Peter wrote to the early church, “rejoice in so far as you are sharing Christ’s sufferings, so that you may also be glad and shout for joy when his glory is revealed.”

I do not normally put rejoice and suffering in the same sentence.  But there is a serious lesson for us here.    

A Presbyterian preacher told his congregation that “one suffers well not by acting brave or pretending it doesn’t hurt…one suffers well by suffering honestly.”  Those are the words of a good pastor.  He knows that the primary way to healing is to follow the truth even when the truth is very difficult to comprehend and even harder to face.

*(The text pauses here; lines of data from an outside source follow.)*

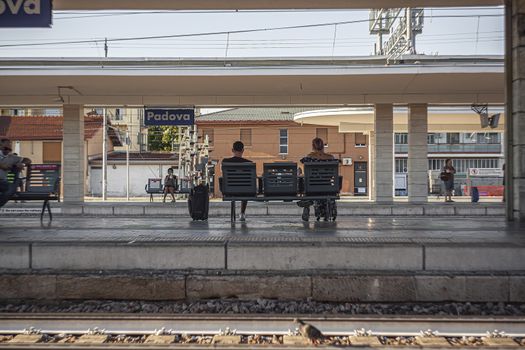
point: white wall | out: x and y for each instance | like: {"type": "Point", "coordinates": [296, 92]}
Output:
{"type": "Point", "coordinates": [138, 178]}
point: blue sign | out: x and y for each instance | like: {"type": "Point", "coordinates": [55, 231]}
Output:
{"type": "Point", "coordinates": [184, 116]}
{"type": "Point", "coordinates": [25, 13]}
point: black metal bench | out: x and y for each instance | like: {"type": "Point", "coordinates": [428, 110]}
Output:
{"type": "Point", "coordinates": [280, 182]}
{"type": "Point", "coordinates": [41, 183]}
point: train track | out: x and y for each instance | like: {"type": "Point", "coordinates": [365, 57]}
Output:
{"type": "Point", "coordinates": [136, 331]}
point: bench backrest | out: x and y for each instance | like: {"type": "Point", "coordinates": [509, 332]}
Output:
{"type": "Point", "coordinates": [280, 179]}
{"type": "Point", "coordinates": [43, 178]}
{"type": "Point", "coordinates": [239, 179]}
{"type": "Point", "coordinates": [321, 177]}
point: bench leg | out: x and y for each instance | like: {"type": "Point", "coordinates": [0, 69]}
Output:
{"type": "Point", "coordinates": [232, 214]}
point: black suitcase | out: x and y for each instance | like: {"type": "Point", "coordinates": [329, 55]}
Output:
{"type": "Point", "coordinates": [199, 202]}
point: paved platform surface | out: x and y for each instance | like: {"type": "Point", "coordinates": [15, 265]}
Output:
{"type": "Point", "coordinates": [217, 209]}
{"type": "Point", "coordinates": [401, 229]}
{"type": "Point", "coordinates": [263, 243]}
{"type": "Point", "coordinates": [356, 258]}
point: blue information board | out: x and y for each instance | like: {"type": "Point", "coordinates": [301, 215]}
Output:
{"type": "Point", "coordinates": [181, 116]}
{"type": "Point", "coordinates": [25, 13]}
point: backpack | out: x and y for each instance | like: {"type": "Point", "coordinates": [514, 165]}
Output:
{"type": "Point", "coordinates": [199, 202]}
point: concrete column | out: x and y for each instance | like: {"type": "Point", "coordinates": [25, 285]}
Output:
{"type": "Point", "coordinates": [73, 171]}
{"type": "Point", "coordinates": [516, 111]}
{"type": "Point", "coordinates": [371, 165]}
{"type": "Point", "coordinates": [383, 190]}
{"type": "Point", "coordinates": [417, 153]}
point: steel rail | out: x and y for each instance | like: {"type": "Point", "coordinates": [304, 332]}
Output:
{"type": "Point", "coordinates": [204, 324]}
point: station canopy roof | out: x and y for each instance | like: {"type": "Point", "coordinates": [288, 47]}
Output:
{"type": "Point", "coordinates": [311, 81]}
{"type": "Point", "coordinates": [440, 119]}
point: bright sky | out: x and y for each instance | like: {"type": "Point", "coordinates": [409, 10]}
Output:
{"type": "Point", "coordinates": [447, 31]}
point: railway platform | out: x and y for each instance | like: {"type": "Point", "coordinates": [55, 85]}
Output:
{"type": "Point", "coordinates": [386, 258]}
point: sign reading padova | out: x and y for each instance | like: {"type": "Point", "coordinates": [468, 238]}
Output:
{"type": "Point", "coordinates": [25, 13]}
{"type": "Point", "coordinates": [182, 116]}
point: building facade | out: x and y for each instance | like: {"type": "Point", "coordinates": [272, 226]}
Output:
{"type": "Point", "coordinates": [271, 135]}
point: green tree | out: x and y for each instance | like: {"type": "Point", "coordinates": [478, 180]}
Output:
{"type": "Point", "coordinates": [161, 138]}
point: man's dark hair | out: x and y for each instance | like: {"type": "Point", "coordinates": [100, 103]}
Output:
{"type": "Point", "coordinates": [238, 146]}
{"type": "Point", "coordinates": [318, 144]}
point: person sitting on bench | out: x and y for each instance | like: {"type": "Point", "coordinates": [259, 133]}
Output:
{"type": "Point", "coordinates": [238, 150]}
{"type": "Point", "coordinates": [9, 162]}
{"type": "Point", "coordinates": [317, 155]}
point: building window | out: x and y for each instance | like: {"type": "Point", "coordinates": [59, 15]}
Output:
{"type": "Point", "coordinates": [322, 133]}
{"type": "Point", "coordinates": [209, 133]}
{"type": "Point", "coordinates": [118, 114]}
{"type": "Point", "coordinates": [360, 140]}
{"type": "Point", "coordinates": [489, 137]}
{"type": "Point", "coordinates": [283, 141]}
{"type": "Point", "coordinates": [52, 152]}
{"type": "Point", "coordinates": [401, 165]}
{"type": "Point", "coordinates": [401, 138]}
{"type": "Point", "coordinates": [246, 137]}
{"type": "Point", "coordinates": [453, 138]}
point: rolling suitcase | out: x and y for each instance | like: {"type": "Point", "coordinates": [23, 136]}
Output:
{"type": "Point", "coordinates": [198, 202]}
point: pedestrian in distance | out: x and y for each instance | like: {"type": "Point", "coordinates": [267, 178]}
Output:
{"type": "Point", "coordinates": [170, 185]}
{"type": "Point", "coordinates": [447, 176]}
{"type": "Point", "coordinates": [9, 163]}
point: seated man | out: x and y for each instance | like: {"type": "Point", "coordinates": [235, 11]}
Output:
{"type": "Point", "coordinates": [9, 162]}
{"type": "Point", "coordinates": [317, 155]}
{"type": "Point", "coordinates": [238, 150]}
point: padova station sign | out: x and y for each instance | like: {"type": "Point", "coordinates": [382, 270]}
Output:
{"type": "Point", "coordinates": [162, 116]}
{"type": "Point", "coordinates": [25, 13]}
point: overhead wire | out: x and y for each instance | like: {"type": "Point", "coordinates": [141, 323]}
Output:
{"type": "Point", "coordinates": [223, 32]}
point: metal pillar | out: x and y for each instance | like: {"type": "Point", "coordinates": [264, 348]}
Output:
{"type": "Point", "coordinates": [384, 153]}
{"type": "Point", "coordinates": [73, 168]}
{"type": "Point", "coordinates": [417, 153]}
{"type": "Point", "coordinates": [104, 154]}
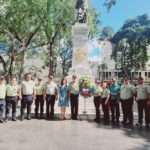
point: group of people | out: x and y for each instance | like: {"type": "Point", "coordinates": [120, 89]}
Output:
{"type": "Point", "coordinates": [109, 96]}
{"type": "Point", "coordinates": [28, 92]}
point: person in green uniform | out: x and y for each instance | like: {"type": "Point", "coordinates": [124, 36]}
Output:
{"type": "Point", "coordinates": [39, 101]}
{"type": "Point", "coordinates": [105, 102]}
{"type": "Point", "coordinates": [51, 95]}
{"type": "Point", "coordinates": [142, 98]}
{"type": "Point", "coordinates": [114, 101]}
{"type": "Point", "coordinates": [2, 98]}
{"type": "Point", "coordinates": [63, 97]}
{"type": "Point", "coordinates": [28, 91]}
{"type": "Point", "coordinates": [12, 94]}
{"type": "Point", "coordinates": [127, 92]}
{"type": "Point", "coordinates": [74, 97]}
{"type": "Point", "coordinates": [97, 90]}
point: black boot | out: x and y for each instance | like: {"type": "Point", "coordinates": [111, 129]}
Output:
{"type": "Point", "coordinates": [22, 115]}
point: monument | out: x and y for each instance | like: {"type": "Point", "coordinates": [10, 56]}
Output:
{"type": "Point", "coordinates": [80, 65]}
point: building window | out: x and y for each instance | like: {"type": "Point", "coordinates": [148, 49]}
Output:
{"type": "Point", "coordinates": [106, 74]}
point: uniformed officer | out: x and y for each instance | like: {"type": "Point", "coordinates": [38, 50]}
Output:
{"type": "Point", "coordinates": [127, 92]}
{"type": "Point", "coordinates": [114, 101]}
{"type": "Point", "coordinates": [51, 95]}
{"type": "Point", "coordinates": [2, 98]}
{"type": "Point", "coordinates": [74, 97]}
{"type": "Point", "coordinates": [105, 102]}
{"type": "Point", "coordinates": [39, 101]}
{"type": "Point", "coordinates": [28, 90]}
{"type": "Point", "coordinates": [142, 98]}
{"type": "Point", "coordinates": [12, 94]}
{"type": "Point", "coordinates": [97, 90]}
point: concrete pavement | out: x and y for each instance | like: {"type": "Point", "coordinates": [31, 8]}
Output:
{"type": "Point", "coordinates": [71, 135]}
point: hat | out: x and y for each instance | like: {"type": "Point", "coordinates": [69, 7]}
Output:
{"type": "Point", "coordinates": [97, 81]}
{"type": "Point", "coordinates": [74, 76]}
{"type": "Point", "coordinates": [2, 77]}
{"type": "Point", "coordinates": [39, 78]}
{"type": "Point", "coordinates": [51, 77]}
{"type": "Point", "coordinates": [113, 79]}
{"type": "Point", "coordinates": [126, 79]}
{"type": "Point", "coordinates": [140, 78]}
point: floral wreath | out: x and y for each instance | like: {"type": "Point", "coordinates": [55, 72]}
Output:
{"type": "Point", "coordinates": [85, 84]}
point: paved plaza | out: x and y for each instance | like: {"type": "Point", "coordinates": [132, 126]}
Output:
{"type": "Point", "coordinates": [71, 135]}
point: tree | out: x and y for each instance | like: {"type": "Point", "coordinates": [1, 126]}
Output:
{"type": "Point", "coordinates": [132, 42]}
{"type": "Point", "coordinates": [106, 33]}
{"type": "Point", "coordinates": [109, 3]}
{"type": "Point", "coordinates": [20, 20]}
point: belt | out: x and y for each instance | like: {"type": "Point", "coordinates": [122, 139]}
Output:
{"type": "Point", "coordinates": [127, 99]}
{"type": "Point", "coordinates": [74, 94]}
{"type": "Point", "coordinates": [12, 96]}
{"type": "Point", "coordinates": [49, 95]}
{"type": "Point", "coordinates": [28, 95]}
{"type": "Point", "coordinates": [142, 99]}
{"type": "Point", "coordinates": [2, 99]}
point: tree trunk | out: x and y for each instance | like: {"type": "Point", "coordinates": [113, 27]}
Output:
{"type": "Point", "coordinates": [11, 68]}
{"type": "Point", "coordinates": [51, 61]}
{"type": "Point", "coordinates": [24, 54]}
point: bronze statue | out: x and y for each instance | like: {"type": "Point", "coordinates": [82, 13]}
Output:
{"type": "Point", "coordinates": [81, 11]}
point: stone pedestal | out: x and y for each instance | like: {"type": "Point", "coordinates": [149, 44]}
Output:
{"type": "Point", "coordinates": [80, 65]}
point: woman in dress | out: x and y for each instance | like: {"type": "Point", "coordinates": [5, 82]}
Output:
{"type": "Point", "coordinates": [63, 97]}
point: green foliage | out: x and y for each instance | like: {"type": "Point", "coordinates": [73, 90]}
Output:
{"type": "Point", "coordinates": [85, 82]}
{"type": "Point", "coordinates": [106, 33]}
{"type": "Point", "coordinates": [131, 45]}
{"type": "Point", "coordinates": [28, 25]}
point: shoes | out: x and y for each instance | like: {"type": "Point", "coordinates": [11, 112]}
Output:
{"type": "Point", "coordinates": [41, 117]}
{"type": "Point", "coordinates": [147, 126]}
{"type": "Point", "coordinates": [14, 119]}
{"type": "Point", "coordinates": [139, 124]}
{"type": "Point", "coordinates": [6, 119]}
{"type": "Point", "coordinates": [28, 117]}
{"type": "Point", "coordinates": [97, 120]}
{"type": "Point", "coordinates": [36, 116]}
{"type": "Point", "coordinates": [22, 118]}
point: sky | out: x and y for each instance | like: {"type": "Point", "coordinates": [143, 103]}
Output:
{"type": "Point", "coordinates": [123, 10]}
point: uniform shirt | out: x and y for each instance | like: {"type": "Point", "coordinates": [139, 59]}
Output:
{"type": "Point", "coordinates": [97, 90]}
{"type": "Point", "coordinates": [74, 88]}
{"type": "Point", "coordinates": [114, 91]}
{"type": "Point", "coordinates": [142, 91]}
{"type": "Point", "coordinates": [105, 93]}
{"type": "Point", "coordinates": [28, 87]}
{"type": "Point", "coordinates": [2, 91]}
{"type": "Point", "coordinates": [39, 89]}
{"type": "Point", "coordinates": [127, 91]}
{"type": "Point", "coordinates": [12, 90]}
{"type": "Point", "coordinates": [51, 88]}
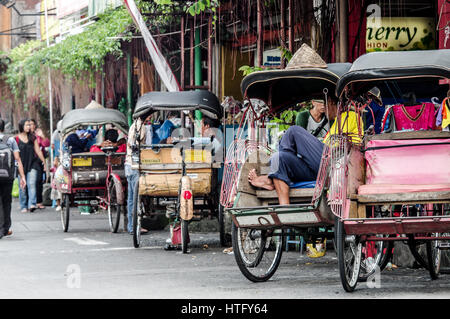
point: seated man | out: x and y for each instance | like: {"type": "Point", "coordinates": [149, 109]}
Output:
{"type": "Point", "coordinates": [299, 156]}
{"type": "Point", "coordinates": [314, 120]}
{"type": "Point", "coordinates": [111, 137]}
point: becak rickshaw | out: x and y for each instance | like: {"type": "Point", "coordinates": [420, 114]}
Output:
{"type": "Point", "coordinates": [179, 179]}
{"type": "Point", "coordinates": [260, 223]}
{"type": "Point", "coordinates": [92, 178]}
{"type": "Point", "coordinates": [393, 186]}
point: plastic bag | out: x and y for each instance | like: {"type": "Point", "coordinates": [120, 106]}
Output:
{"type": "Point", "coordinates": [316, 250]}
{"type": "Point", "coordinates": [15, 190]}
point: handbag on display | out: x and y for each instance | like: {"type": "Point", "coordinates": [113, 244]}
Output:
{"type": "Point", "coordinates": [414, 117]}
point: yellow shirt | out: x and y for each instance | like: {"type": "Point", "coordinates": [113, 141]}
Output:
{"type": "Point", "coordinates": [349, 123]}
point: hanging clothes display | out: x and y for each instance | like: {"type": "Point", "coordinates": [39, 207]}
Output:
{"type": "Point", "coordinates": [415, 117]}
{"type": "Point", "coordinates": [446, 114]}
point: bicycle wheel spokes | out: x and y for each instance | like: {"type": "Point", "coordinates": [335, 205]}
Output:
{"type": "Point", "coordinates": [257, 252]}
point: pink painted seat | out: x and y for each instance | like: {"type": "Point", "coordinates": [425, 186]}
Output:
{"type": "Point", "coordinates": [424, 166]}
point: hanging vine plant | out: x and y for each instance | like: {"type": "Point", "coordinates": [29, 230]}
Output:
{"type": "Point", "coordinates": [77, 54]}
{"type": "Point", "coordinates": [84, 53]}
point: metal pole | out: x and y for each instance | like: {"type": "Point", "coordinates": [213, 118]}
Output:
{"type": "Point", "coordinates": [259, 43]}
{"type": "Point", "coordinates": [129, 87]}
{"type": "Point", "coordinates": [49, 89]}
{"type": "Point", "coordinates": [283, 31]}
{"type": "Point", "coordinates": [291, 27]}
{"type": "Point", "coordinates": [343, 33]}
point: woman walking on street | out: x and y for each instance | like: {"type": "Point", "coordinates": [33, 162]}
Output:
{"type": "Point", "coordinates": [30, 154]}
{"type": "Point", "coordinates": [43, 142]}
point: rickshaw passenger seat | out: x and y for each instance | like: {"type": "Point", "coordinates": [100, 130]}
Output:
{"type": "Point", "coordinates": [405, 166]}
{"type": "Point", "coordinates": [308, 184]}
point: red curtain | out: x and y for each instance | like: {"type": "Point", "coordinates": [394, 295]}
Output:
{"type": "Point", "coordinates": [443, 12]}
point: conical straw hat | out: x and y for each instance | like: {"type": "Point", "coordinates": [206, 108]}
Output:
{"type": "Point", "coordinates": [94, 105]}
{"type": "Point", "coordinates": [306, 57]}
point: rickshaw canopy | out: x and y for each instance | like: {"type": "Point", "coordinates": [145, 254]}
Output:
{"type": "Point", "coordinates": [280, 88]}
{"type": "Point", "coordinates": [202, 100]}
{"type": "Point", "coordinates": [394, 66]}
{"type": "Point", "coordinates": [83, 117]}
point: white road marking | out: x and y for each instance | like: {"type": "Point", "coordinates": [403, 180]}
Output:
{"type": "Point", "coordinates": [83, 241]}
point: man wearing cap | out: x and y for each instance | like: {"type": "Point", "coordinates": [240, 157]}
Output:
{"type": "Point", "coordinates": [314, 120]}
{"type": "Point", "coordinates": [375, 111]}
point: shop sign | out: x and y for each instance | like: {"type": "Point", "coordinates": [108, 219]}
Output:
{"type": "Point", "coordinates": [53, 22]}
{"type": "Point", "coordinates": [400, 34]}
{"type": "Point", "coordinates": [271, 58]}
{"type": "Point", "coordinates": [68, 7]}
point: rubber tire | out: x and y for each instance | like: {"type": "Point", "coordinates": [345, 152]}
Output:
{"type": "Point", "coordinates": [383, 261]}
{"type": "Point", "coordinates": [114, 219]}
{"type": "Point", "coordinates": [348, 287]}
{"type": "Point", "coordinates": [136, 218]}
{"type": "Point", "coordinates": [242, 265]}
{"type": "Point", "coordinates": [65, 213]}
{"type": "Point", "coordinates": [184, 236]}
{"type": "Point", "coordinates": [434, 273]}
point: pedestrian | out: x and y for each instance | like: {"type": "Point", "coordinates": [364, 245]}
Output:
{"type": "Point", "coordinates": [132, 175]}
{"type": "Point", "coordinates": [9, 152]}
{"type": "Point", "coordinates": [43, 142]}
{"type": "Point", "coordinates": [30, 154]}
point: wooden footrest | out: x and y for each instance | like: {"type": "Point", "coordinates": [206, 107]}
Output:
{"type": "Point", "coordinates": [293, 193]}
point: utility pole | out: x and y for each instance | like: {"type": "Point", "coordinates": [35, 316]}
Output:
{"type": "Point", "coordinates": [343, 31]}
{"type": "Point", "coordinates": [50, 102]}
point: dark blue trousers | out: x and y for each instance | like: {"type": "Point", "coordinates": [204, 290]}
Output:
{"type": "Point", "coordinates": [298, 157]}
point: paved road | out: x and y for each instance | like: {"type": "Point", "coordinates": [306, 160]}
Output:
{"type": "Point", "coordinates": [41, 261]}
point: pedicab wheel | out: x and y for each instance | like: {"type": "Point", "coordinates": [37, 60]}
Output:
{"type": "Point", "coordinates": [65, 213]}
{"type": "Point", "coordinates": [136, 216]}
{"type": "Point", "coordinates": [349, 257]}
{"type": "Point", "coordinates": [433, 257]}
{"type": "Point", "coordinates": [184, 236]}
{"type": "Point", "coordinates": [114, 209]}
{"type": "Point", "coordinates": [377, 259]}
{"type": "Point", "coordinates": [257, 252]}
{"type": "Point", "coordinates": [414, 249]}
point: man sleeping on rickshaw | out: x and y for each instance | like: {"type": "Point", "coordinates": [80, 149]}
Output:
{"type": "Point", "coordinates": [299, 154]}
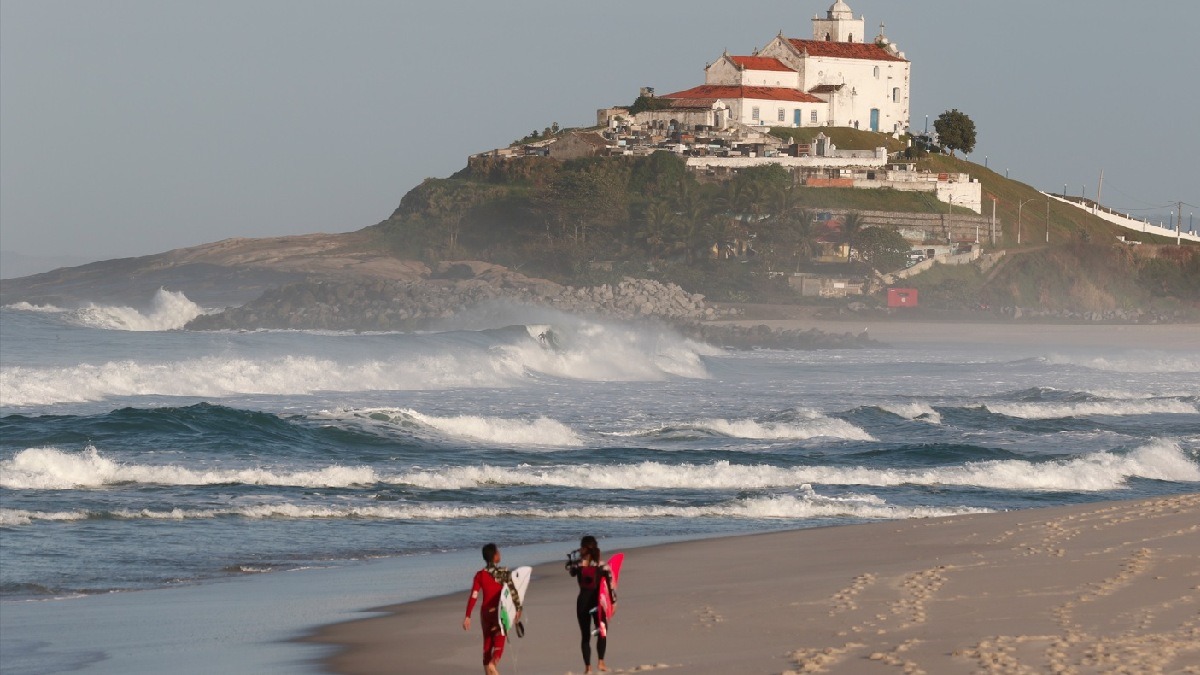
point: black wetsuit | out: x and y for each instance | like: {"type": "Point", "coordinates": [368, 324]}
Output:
{"type": "Point", "coordinates": [586, 603]}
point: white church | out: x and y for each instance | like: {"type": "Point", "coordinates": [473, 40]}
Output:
{"type": "Point", "coordinates": [837, 78]}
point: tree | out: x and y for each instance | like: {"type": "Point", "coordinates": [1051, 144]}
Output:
{"type": "Point", "coordinates": [885, 249]}
{"type": "Point", "coordinates": [850, 230]}
{"type": "Point", "coordinates": [955, 131]}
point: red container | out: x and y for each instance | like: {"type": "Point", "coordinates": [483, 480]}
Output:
{"type": "Point", "coordinates": [901, 297]}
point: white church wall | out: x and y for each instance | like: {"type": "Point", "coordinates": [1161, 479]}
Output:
{"type": "Point", "coordinates": [790, 79]}
{"type": "Point", "coordinates": [723, 72]}
{"type": "Point", "coordinates": [961, 193]}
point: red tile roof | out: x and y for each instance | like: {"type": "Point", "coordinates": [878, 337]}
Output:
{"type": "Point", "coordinates": [685, 103]}
{"type": "Point", "coordinates": [845, 49]}
{"type": "Point", "coordinates": [735, 91]}
{"type": "Point", "coordinates": [760, 64]}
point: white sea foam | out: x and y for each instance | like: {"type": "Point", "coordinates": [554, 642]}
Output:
{"type": "Point", "coordinates": [604, 352]}
{"type": "Point", "coordinates": [169, 310]}
{"type": "Point", "coordinates": [41, 309]}
{"type": "Point", "coordinates": [781, 507]}
{"type": "Point", "coordinates": [49, 469]}
{"type": "Point", "coordinates": [1134, 362]}
{"type": "Point", "coordinates": [223, 376]}
{"type": "Point", "coordinates": [916, 411]}
{"type": "Point", "coordinates": [16, 517]}
{"type": "Point", "coordinates": [495, 430]}
{"type": "Point", "coordinates": [621, 357]}
{"type": "Point", "coordinates": [1161, 460]}
{"type": "Point", "coordinates": [1085, 408]}
{"type": "Point", "coordinates": [811, 425]}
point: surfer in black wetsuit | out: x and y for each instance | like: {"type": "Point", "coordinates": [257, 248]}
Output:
{"type": "Point", "coordinates": [588, 569]}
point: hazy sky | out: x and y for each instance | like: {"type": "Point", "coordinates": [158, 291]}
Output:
{"type": "Point", "coordinates": [132, 127]}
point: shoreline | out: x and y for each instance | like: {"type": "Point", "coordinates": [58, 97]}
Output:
{"type": "Point", "coordinates": [1051, 590]}
{"type": "Point", "coordinates": [1174, 336]}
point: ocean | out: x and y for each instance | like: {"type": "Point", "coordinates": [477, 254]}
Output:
{"type": "Point", "coordinates": [143, 466]}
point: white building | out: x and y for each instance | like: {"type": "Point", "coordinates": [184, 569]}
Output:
{"type": "Point", "coordinates": [835, 79]}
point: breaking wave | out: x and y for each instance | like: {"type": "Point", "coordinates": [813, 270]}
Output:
{"type": "Point", "coordinates": [168, 310]}
{"type": "Point", "coordinates": [781, 507]}
{"type": "Point", "coordinates": [411, 363]}
{"type": "Point", "coordinates": [1085, 408]}
{"type": "Point", "coordinates": [538, 431]}
{"type": "Point", "coordinates": [1161, 460]}
{"type": "Point", "coordinates": [1137, 362]}
{"type": "Point", "coordinates": [803, 426]}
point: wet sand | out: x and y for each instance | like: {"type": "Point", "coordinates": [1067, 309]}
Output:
{"type": "Point", "coordinates": [1103, 587]}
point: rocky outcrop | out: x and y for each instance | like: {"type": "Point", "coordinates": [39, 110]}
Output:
{"type": "Point", "coordinates": [383, 304]}
{"type": "Point", "coordinates": [766, 338]}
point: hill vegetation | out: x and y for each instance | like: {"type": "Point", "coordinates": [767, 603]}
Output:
{"type": "Point", "coordinates": [598, 220]}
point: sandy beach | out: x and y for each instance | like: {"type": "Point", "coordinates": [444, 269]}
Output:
{"type": "Point", "coordinates": [1104, 587]}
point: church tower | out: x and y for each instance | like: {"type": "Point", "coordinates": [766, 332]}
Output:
{"type": "Point", "coordinates": [839, 25]}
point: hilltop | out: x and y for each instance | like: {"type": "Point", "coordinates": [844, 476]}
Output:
{"type": "Point", "coordinates": [594, 221]}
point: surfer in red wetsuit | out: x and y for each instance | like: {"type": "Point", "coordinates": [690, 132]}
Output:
{"type": "Point", "coordinates": [588, 569]}
{"type": "Point", "coordinates": [491, 580]}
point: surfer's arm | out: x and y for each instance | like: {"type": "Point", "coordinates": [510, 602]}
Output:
{"type": "Point", "coordinates": [607, 577]}
{"type": "Point", "coordinates": [475, 586]}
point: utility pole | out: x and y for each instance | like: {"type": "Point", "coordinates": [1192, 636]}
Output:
{"type": "Point", "coordinates": [1048, 220]}
{"type": "Point", "coordinates": [1179, 223]}
{"type": "Point", "coordinates": [993, 222]}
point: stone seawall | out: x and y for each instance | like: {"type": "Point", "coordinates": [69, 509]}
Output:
{"type": "Point", "coordinates": [407, 305]}
{"type": "Point", "coordinates": [413, 305]}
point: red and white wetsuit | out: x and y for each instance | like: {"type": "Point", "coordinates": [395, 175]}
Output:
{"type": "Point", "coordinates": [489, 613]}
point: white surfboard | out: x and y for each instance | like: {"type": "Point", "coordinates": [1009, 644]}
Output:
{"type": "Point", "coordinates": [508, 607]}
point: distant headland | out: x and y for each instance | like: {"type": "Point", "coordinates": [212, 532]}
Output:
{"type": "Point", "coordinates": [791, 177]}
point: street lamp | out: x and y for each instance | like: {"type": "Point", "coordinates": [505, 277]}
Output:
{"type": "Point", "coordinates": [1048, 219]}
{"type": "Point", "coordinates": [949, 226]}
{"type": "Point", "coordinates": [1019, 219]}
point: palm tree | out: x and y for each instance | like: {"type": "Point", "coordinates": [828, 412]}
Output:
{"type": "Point", "coordinates": [658, 222]}
{"type": "Point", "coordinates": [850, 228]}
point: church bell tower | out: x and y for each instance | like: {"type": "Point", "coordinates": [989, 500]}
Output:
{"type": "Point", "coordinates": [839, 25]}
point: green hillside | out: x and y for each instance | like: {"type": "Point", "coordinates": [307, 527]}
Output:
{"type": "Point", "coordinates": [595, 220]}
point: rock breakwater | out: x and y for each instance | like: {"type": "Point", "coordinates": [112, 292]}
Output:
{"type": "Point", "coordinates": [381, 304]}
{"type": "Point", "coordinates": [407, 305]}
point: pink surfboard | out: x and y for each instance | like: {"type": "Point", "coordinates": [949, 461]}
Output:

Not long ago I visited a member of our congregation in the hospital.  The patient was asleep.  I quietly left a note on the table next to the phone.  On the other side of the curtain I heard a voice say, “Please God, please help, please.”  I did not know the patient on the other side but I could hear the desperation in that plaintive cry, “Please…”  He’s got God by the lapels and he is begging for the suffering to end.

If we are able to be honest in our suffering we can find new hope in ways we never thought possible.  Think of all that we experience in our lives: marriages, families, careers, communities.  Now think of the time in each of those that you grew the most.  I’ll bet you a dollar that you are thinking about times when things were tough.  In that experience you discovered something new.  In that low time, that valley, you found that there is a way to live that transcends the pain and suffering.  

There are plenty of dishonest claims being made about what it means to follow Christ.  Turn on the TV and you’ll be able to find a preacher who offers following Jesus as a sort of get-out-of-suffering savior.  They’ll tell you that Jesus is the way to be healthy and wealthy.  Fred Craddock calls this a “Gospel of painless success and uninterrupted smiles.”

We are not promised an escape from this world and the pain that comes with life. We are given instead the very presence of God in all that we experience.  That may not be what we want but in the long run it is what we need.